COLUMBUS, Ohio – A financially strapped pregnant woman's worries about the arrival and care of her little one could contribute to birth of a smaller, medically vulnerable infant, a new study suggests.
Researchers at The Ohio State University found that pregnancy-specific distress, such as concerns that the baby's needs won't be met, appears to be a pathway between financial strain and higher likelihood of a low-birth-weight infant. The study appeared in the journal Archives of Women's Mental Health.
"There is an opportunity here to look for interventions during pregnancy that could help mitigate the effects of financial strain on birth outcomes," said lead author Amanda Mitchell, a postdoctoral researcher in Ohio State Wexner Medical Center's Stress and Health in Pregnancy Research Program.
While larger efforts to improve access to housing, jobs and support for low-income women is critical, there are potential low-cost, stress-reduction techniques that could help reduce risk, Mitchell said. Meditation and breathing exercises could prove useful, for instance, she said.
"It's important for all women who experience pregnancy-related stress to seek out help coping with that stress," Mitchell said. "And ob-gyns and other medical providers should also talk about stress during their visits with expecting moms."
The study included 138 pregnant women who filled out questionnaires to assess financial strain, depressive symptoms, pregnancy-specific distress, perceived stress and general anxiety. Moms in the racially diverse study group were between five and 31 weeks pregnant and 29 years old on average at the time of the assessment. The study, which was primarily designed to evaluate flu vaccine effectiveness, ran from 2013 to 2015.

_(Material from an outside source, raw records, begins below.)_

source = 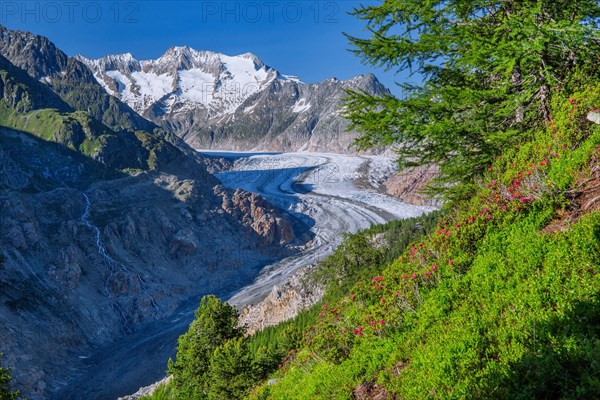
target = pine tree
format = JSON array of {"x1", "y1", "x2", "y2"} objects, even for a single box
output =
[
  {"x1": 345, "y1": 0, "x2": 600, "y2": 199},
  {"x1": 207, "y1": 338, "x2": 260, "y2": 400},
  {"x1": 167, "y1": 295, "x2": 243, "y2": 400}
]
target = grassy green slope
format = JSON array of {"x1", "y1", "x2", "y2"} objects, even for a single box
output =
[{"x1": 0, "y1": 56, "x2": 181, "y2": 171}]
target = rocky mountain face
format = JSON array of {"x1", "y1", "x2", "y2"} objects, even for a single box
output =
[
  {"x1": 0, "y1": 30, "x2": 306, "y2": 400},
  {"x1": 0, "y1": 26, "x2": 156, "y2": 132},
  {"x1": 77, "y1": 47, "x2": 389, "y2": 153}
]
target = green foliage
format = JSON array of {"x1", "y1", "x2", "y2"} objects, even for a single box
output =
[
  {"x1": 250, "y1": 114, "x2": 600, "y2": 399},
  {"x1": 0, "y1": 354, "x2": 19, "y2": 400},
  {"x1": 140, "y1": 382, "x2": 174, "y2": 400},
  {"x1": 168, "y1": 296, "x2": 242, "y2": 399},
  {"x1": 208, "y1": 338, "x2": 259, "y2": 400},
  {"x1": 346, "y1": 0, "x2": 600, "y2": 200}
]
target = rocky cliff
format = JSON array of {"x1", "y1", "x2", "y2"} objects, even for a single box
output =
[{"x1": 0, "y1": 29, "x2": 305, "y2": 400}]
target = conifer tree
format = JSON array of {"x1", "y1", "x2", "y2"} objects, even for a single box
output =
[
  {"x1": 345, "y1": 0, "x2": 600, "y2": 199},
  {"x1": 207, "y1": 338, "x2": 260, "y2": 400},
  {"x1": 0, "y1": 354, "x2": 19, "y2": 400},
  {"x1": 168, "y1": 295, "x2": 243, "y2": 400}
]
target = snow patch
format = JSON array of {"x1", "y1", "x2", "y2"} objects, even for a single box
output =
[{"x1": 292, "y1": 98, "x2": 310, "y2": 113}]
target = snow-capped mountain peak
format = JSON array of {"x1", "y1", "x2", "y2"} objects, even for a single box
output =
[
  {"x1": 77, "y1": 46, "x2": 279, "y2": 118},
  {"x1": 78, "y1": 46, "x2": 389, "y2": 152}
]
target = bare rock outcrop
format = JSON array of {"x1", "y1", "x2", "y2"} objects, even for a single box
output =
[{"x1": 239, "y1": 265, "x2": 325, "y2": 334}]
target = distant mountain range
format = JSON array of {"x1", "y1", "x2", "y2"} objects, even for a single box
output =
[
  {"x1": 0, "y1": 27, "x2": 310, "y2": 400},
  {"x1": 76, "y1": 47, "x2": 390, "y2": 153}
]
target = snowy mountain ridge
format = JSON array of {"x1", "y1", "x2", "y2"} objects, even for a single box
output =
[
  {"x1": 77, "y1": 46, "x2": 282, "y2": 118},
  {"x1": 76, "y1": 46, "x2": 390, "y2": 153}
]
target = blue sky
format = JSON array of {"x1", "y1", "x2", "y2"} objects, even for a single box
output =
[{"x1": 0, "y1": 0, "x2": 410, "y2": 94}]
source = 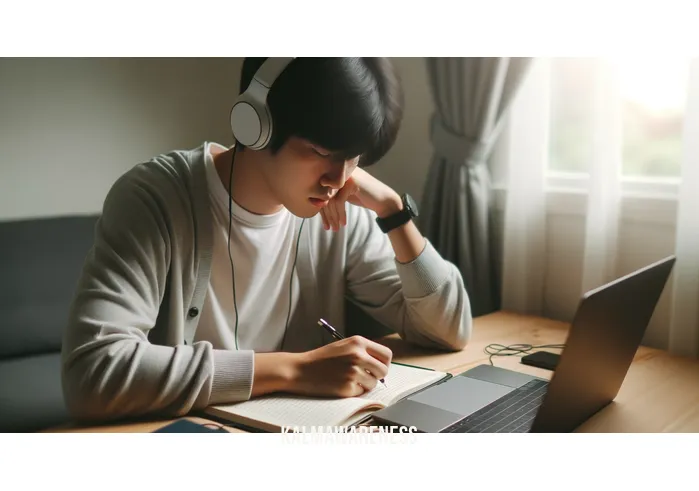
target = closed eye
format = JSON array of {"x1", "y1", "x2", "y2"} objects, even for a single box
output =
[{"x1": 311, "y1": 147, "x2": 330, "y2": 158}]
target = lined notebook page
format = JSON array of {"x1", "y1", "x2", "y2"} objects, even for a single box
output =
[
  {"x1": 359, "y1": 363, "x2": 446, "y2": 406},
  {"x1": 206, "y1": 364, "x2": 446, "y2": 427},
  {"x1": 212, "y1": 394, "x2": 378, "y2": 427}
]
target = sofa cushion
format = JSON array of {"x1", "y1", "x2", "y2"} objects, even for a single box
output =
[
  {"x1": 0, "y1": 353, "x2": 70, "y2": 433},
  {"x1": 0, "y1": 215, "x2": 97, "y2": 359}
]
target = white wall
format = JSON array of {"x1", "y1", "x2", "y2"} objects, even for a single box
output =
[{"x1": 0, "y1": 58, "x2": 242, "y2": 220}]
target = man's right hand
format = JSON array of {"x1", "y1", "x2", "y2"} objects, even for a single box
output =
[{"x1": 290, "y1": 336, "x2": 393, "y2": 397}]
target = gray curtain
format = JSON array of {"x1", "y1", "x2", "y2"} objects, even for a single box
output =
[{"x1": 419, "y1": 58, "x2": 531, "y2": 316}]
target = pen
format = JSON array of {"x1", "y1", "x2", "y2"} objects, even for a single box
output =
[{"x1": 318, "y1": 319, "x2": 386, "y2": 386}]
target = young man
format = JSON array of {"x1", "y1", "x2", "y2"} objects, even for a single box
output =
[{"x1": 62, "y1": 58, "x2": 471, "y2": 420}]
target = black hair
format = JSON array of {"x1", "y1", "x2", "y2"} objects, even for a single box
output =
[{"x1": 240, "y1": 58, "x2": 404, "y2": 167}]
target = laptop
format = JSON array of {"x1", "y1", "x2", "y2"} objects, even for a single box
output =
[{"x1": 373, "y1": 256, "x2": 675, "y2": 433}]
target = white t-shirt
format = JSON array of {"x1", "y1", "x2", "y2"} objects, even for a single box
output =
[{"x1": 195, "y1": 144, "x2": 302, "y2": 352}]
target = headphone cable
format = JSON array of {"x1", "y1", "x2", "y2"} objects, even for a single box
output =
[
  {"x1": 483, "y1": 343, "x2": 565, "y2": 365},
  {"x1": 228, "y1": 142, "x2": 306, "y2": 350}
]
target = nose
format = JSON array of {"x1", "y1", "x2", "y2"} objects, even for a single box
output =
[{"x1": 320, "y1": 160, "x2": 351, "y2": 189}]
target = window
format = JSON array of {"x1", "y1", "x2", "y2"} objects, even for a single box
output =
[{"x1": 549, "y1": 58, "x2": 689, "y2": 180}]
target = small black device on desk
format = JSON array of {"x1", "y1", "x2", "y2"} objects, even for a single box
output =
[
  {"x1": 521, "y1": 351, "x2": 561, "y2": 370},
  {"x1": 152, "y1": 419, "x2": 228, "y2": 433}
]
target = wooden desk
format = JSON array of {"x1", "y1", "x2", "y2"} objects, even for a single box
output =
[{"x1": 52, "y1": 312, "x2": 699, "y2": 433}]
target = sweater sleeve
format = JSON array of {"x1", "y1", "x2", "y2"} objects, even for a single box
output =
[
  {"x1": 61, "y1": 170, "x2": 253, "y2": 420},
  {"x1": 347, "y1": 205, "x2": 472, "y2": 350}
]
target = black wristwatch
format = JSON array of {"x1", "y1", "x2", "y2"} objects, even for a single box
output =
[{"x1": 376, "y1": 193, "x2": 418, "y2": 233}]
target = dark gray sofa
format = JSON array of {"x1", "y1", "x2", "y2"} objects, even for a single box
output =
[{"x1": 0, "y1": 215, "x2": 97, "y2": 432}]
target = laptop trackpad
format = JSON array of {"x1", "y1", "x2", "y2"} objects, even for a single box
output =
[{"x1": 408, "y1": 377, "x2": 514, "y2": 416}]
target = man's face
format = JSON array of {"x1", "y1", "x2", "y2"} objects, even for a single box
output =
[{"x1": 264, "y1": 137, "x2": 359, "y2": 218}]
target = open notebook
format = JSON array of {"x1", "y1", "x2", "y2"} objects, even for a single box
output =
[{"x1": 204, "y1": 363, "x2": 451, "y2": 432}]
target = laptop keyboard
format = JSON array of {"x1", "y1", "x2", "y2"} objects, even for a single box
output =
[{"x1": 440, "y1": 380, "x2": 548, "y2": 433}]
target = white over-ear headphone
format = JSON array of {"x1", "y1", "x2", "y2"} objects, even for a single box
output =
[{"x1": 231, "y1": 58, "x2": 294, "y2": 150}]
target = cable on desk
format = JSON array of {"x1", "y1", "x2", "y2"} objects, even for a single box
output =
[{"x1": 484, "y1": 343, "x2": 565, "y2": 365}]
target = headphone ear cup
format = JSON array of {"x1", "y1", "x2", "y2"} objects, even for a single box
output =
[{"x1": 231, "y1": 92, "x2": 272, "y2": 150}]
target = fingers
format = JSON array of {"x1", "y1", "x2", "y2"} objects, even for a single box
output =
[
  {"x1": 354, "y1": 367, "x2": 379, "y2": 392},
  {"x1": 366, "y1": 339, "x2": 393, "y2": 366},
  {"x1": 349, "y1": 336, "x2": 392, "y2": 382}
]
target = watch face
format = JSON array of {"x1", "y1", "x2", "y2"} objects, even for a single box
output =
[{"x1": 404, "y1": 193, "x2": 417, "y2": 217}]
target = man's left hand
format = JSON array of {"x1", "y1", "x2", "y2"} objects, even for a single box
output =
[{"x1": 320, "y1": 167, "x2": 403, "y2": 232}]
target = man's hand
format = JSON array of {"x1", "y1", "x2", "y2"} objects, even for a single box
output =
[
  {"x1": 320, "y1": 168, "x2": 403, "y2": 232},
  {"x1": 287, "y1": 336, "x2": 393, "y2": 397}
]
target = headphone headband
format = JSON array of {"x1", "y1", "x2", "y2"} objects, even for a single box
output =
[{"x1": 231, "y1": 58, "x2": 294, "y2": 150}]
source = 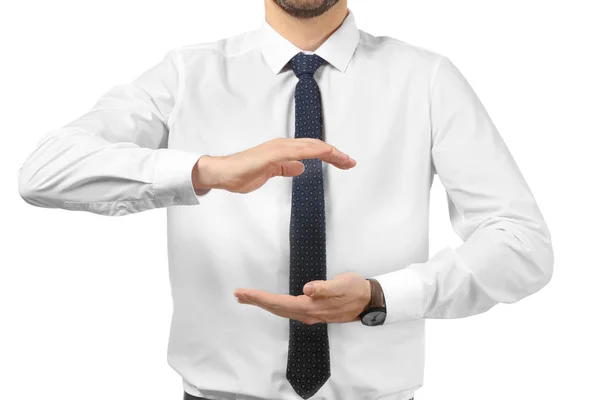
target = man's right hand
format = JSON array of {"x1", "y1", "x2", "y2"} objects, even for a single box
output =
[{"x1": 192, "y1": 138, "x2": 356, "y2": 193}]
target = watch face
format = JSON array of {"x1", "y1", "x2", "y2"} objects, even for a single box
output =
[{"x1": 362, "y1": 311, "x2": 385, "y2": 326}]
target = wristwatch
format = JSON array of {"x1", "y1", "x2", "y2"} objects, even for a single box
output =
[{"x1": 359, "y1": 278, "x2": 387, "y2": 326}]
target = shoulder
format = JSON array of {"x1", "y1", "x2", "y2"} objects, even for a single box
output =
[{"x1": 357, "y1": 30, "x2": 446, "y2": 70}]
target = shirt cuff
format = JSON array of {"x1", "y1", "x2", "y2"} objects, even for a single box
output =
[
  {"x1": 372, "y1": 267, "x2": 425, "y2": 325},
  {"x1": 153, "y1": 149, "x2": 210, "y2": 205}
]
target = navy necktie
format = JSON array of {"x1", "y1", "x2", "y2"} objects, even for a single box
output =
[{"x1": 286, "y1": 53, "x2": 331, "y2": 399}]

After the participants' babies were born, researchers were able to review medical records to compare birth weight against moms' questionnaire responses during pregnancy.
The researchers knew from previous studies that pregnant moms who are socioeconomically disadvantaged have a higher likelihood of having smaller babies and worse birth outcomes.
What they wanted to learn was whether specific factors could be driving that connection – factors that could lead to positive interventions for women at risk of delivering low-birth-weight babies.
Statistical models designed to identify those drivers landed on one statistically significant factor: pregnancy-specific distress.
"This includes concerns about labor and delivery, about relationships changing, about working after the baby arrives, paying for medical care, and whether the baby will be unhealthy," said study senior author Lisa Christian, associate professor of psychiatry and a member of the Institute for Behavioral Medicine Research at Ohio State.
Financial strain was assessed based on a five-point scale derived from moms' responses to three questions: "How difficult is it for you to live on your total household income right now?" "In the next two months, how likely is it that you and your family will experience actual hardships, such as inadequate housing, food, or medical attention?" and "How likely is it that you and your family will have to reduce your standard of living to the bare necessities of life?"
Low-birth-weight babies often suffer from serious health problems and spend their first weeks or months in intensive care. About 8 percent of babies born in the United States are underweight at birth. Low birth weight is clinically defined as below 2,500 grams, or 5 pounds and 8 ounces.
"It's important to understand the factors that make it more likely for a woman with lower socioeconomic conditions to have a baby at higher risk of complications and death," Mitchell said.
Limitations of the study include the fact that it was a secondary analysis of data collected during a different study, and that the overall number of low-birth-weight babies was small, at 11. The researchers suggest that replicating this study in a larger group would be beneficial.
The Ohio State researchers are working on another study looking at blood biomarkers that might better explain what biological changes could be at play, including inflammation, Mitchell said.
The study was supported by the National Institutes of Health.